Demonstration of the Central Limit Theorem with Radziwill’s CentralLimitTheorem.R

Uniform distribution

# Program written by Nicole Radziwill at r-bloggers
# https://www.r-bloggers.com/sampling-distributions-and-central-limit-theorem-in-r/
# modified by Eugene.Gallagher@umb.edu, 10/10/19: added QQplot, last rev 9/14/21

sdm.sim <- function(n,src.dist=NULL,param1=NULL,param2=NULL) {
  r <- 10000  # Number of replications/samples - DO NOT ADJUST
  # This produces a matrix of observations with  
  # n columns and r rows. Each row is one sample:
  my.samples <- switch(src.dist,
                       "E" = matrix(rexp(n*r,param1),r),
                       "N" = matrix(rnorm(n*r,param1,param2),r),
                       "U" = matrix(runif(n*r,param1,param2),r),
                       "P" = matrix(rpois(n*r,param1),r),
                       "C" = matrix(rcauchy(n*r,param1,param2),r),
                       "B" = matrix(rbinom(n*r,param1,param2),r),
                       "G" = matrix(rgamma(n*r,param1,param2),r),
                       "X" = matrix(rchisq(n*r,param1),r),
                       "T" = matrix(rt(n*r,param1),r))
  all.sample.sums <- apply(my.samples,1,sum)
  all.sample.means <- apply(my.samples,1,mean)   
  all.sample.vars <- apply(my.samples,1,var) 
  op <- par(no.readonly = TRUE)  # save plotting parameters in op
  par(mfrow=c(2,2))  # will plot figures in a 2 x 2 array
  
  hist(my.samples[1,],col="gray",main="Distribution of One Sample")
  hist(all.sample.sums,col="gray",main="Sampling Distribution of
    the Sum")
  hist(all.sample.means,col="gray",main="Sampling Distribution of the Mean")
  # hist(all.sample.vars,col="gray",main="Sampling Distribution of
    # the Variance")
  # add a qq plot for the 4th graph
  qqnorm(all.sample.means,col="gray",main="Quantile-Quantile Plot of Means")
  qqline(all.sample.means, col="red")
#  Returns the plotting parameters to their original values.
  par(op) }

# uncomment just one of these calls to the function sdm.sim at a time.
# sdm.sim(10,src.dist="B",param1=10,param2=0.5)
#  sdm.sim(50,src.dist="B",param1=10,param2=0.5)
# sdm.sim(100,src.dist="B",param1=10,param2=0.5)
# sdm.sim(10,src.dist="C",param1=0,param2=1)  # This produces results where the CLT fails
## See: https://stats.stackexchange.com/questions/74268/cauchy-distribution-and-central-limit-theorem
##  https://web.ma.utexas.edu/users/mks/M358KInstr/Cauchy.pdf
# sdm.sim(50,src.dist="C",param1=0,param2=1)
# sdm.sim(100,src.dist="C",param1=0,param2=1)
# sdm.sim(10,src.dist="E",param1=1)
# sdm.sim(50,src.dist="E",param1=1)
# sdm.sim(100,src.dist="E",param1=1)
# sdm.sim(10,src.dist="G",param1=10,param2=2)
# sdm.sim(50,src.dist="G",param1=5,param2=2)
# sdm.sim(100,src.dist="G",param1=5,param2=2)
# sdm.sim(10,src.dist="N",param1=20,param2=3)
# sdm.sim(50,src.dist="N",param1=20,param2=3)
# sdm.sim(100,src.dist="N",param1=20,param2=3)
# sdm.sim(10,src.dist="P",param1=0.5)
# sdm.sim(50,src.dist="P",param1=0.5)
# sdm.sim(100,src.dist="P",param1=0.5)
# sdm.sim(10,src.dist="T",param1=5)
# sdm.sim(50,src.dist="T",param1=5)
# sdm.sim(100,src.dist="T",param1=5)
# sdm.sim(10,src.dist="U",param1=0,param2=1) # specify min & max
sdm.sim(50,src.dist="U",param1=0,param2=1)

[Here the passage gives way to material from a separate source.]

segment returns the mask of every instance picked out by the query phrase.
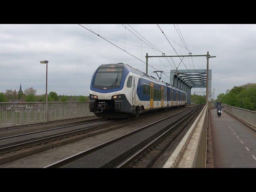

# sdm.sim(100,src.dist="U",param1=0,param2=1)
# sdm.sim(10,src.dist="X",param1=14)
# sdm.sim(50,src.dist="X",param1=14)
# sdm.sim(100,src.dist="X",param1=14)

t distribution distribution

# Now test with the t distribution
sdm.sim(50,src.dist="T",param1=5)

Exponential distribution

# Now test with the exponential distribution
sdm.sim(50,src.dist="E",param1=1)

Cauchy distribution: The Central Limit Theorem doesn’t work with Cauchy

# Now test with the Cauchy distribution
sdm.sim(100,src.dist="C",param1=0,param2=1)

The Cauchy distribution arises often in environmental science. If X is normally distributed and Y is normally distributed, X/Y is NOT normally distributed. It obeys the Cauchy distributions. The use of ratios, particularly by marine chemists is prevalent in the environmental science.

Confidence limits and other methods for expressing uncertainty

Methods for expressing uncertainty

What is a confidence interval?

Confidence interval Kendall & Stuart (1979, p. 199) state that the ideas of confidence interval estimation are due to Neyman, especially Neyman (1937). If a confidence interval, say a 95% confidence interval for the mean, is properly calculated, 95% of such intervals will contain the true value of the parameter, e.g., the mean, being estimated.

z and t ratios

Degrees of Freedom

The rule of 5: Take at least 5 replicates to produce more precise confidence limits (with a t statistic with 4 df)

Student’ss t ratio

A t-ratio for two-sample inference

Sampling distribution of the difference between two averages

Pooled standard deviation

Standard error of the difference

95% confidence interval for the difference in means

If one collects a random sample from a distribution with mean μ and calculates the sample mean () and a 95% confidence interval for the mean (μ), this confidence interval for μ will contain the unknown μ 95% of the time; 5% of the time, it will not contain μ. The probability that a single confidence interval contains μ is either 100% or 0%; μ is either inside or outside the confidence interval.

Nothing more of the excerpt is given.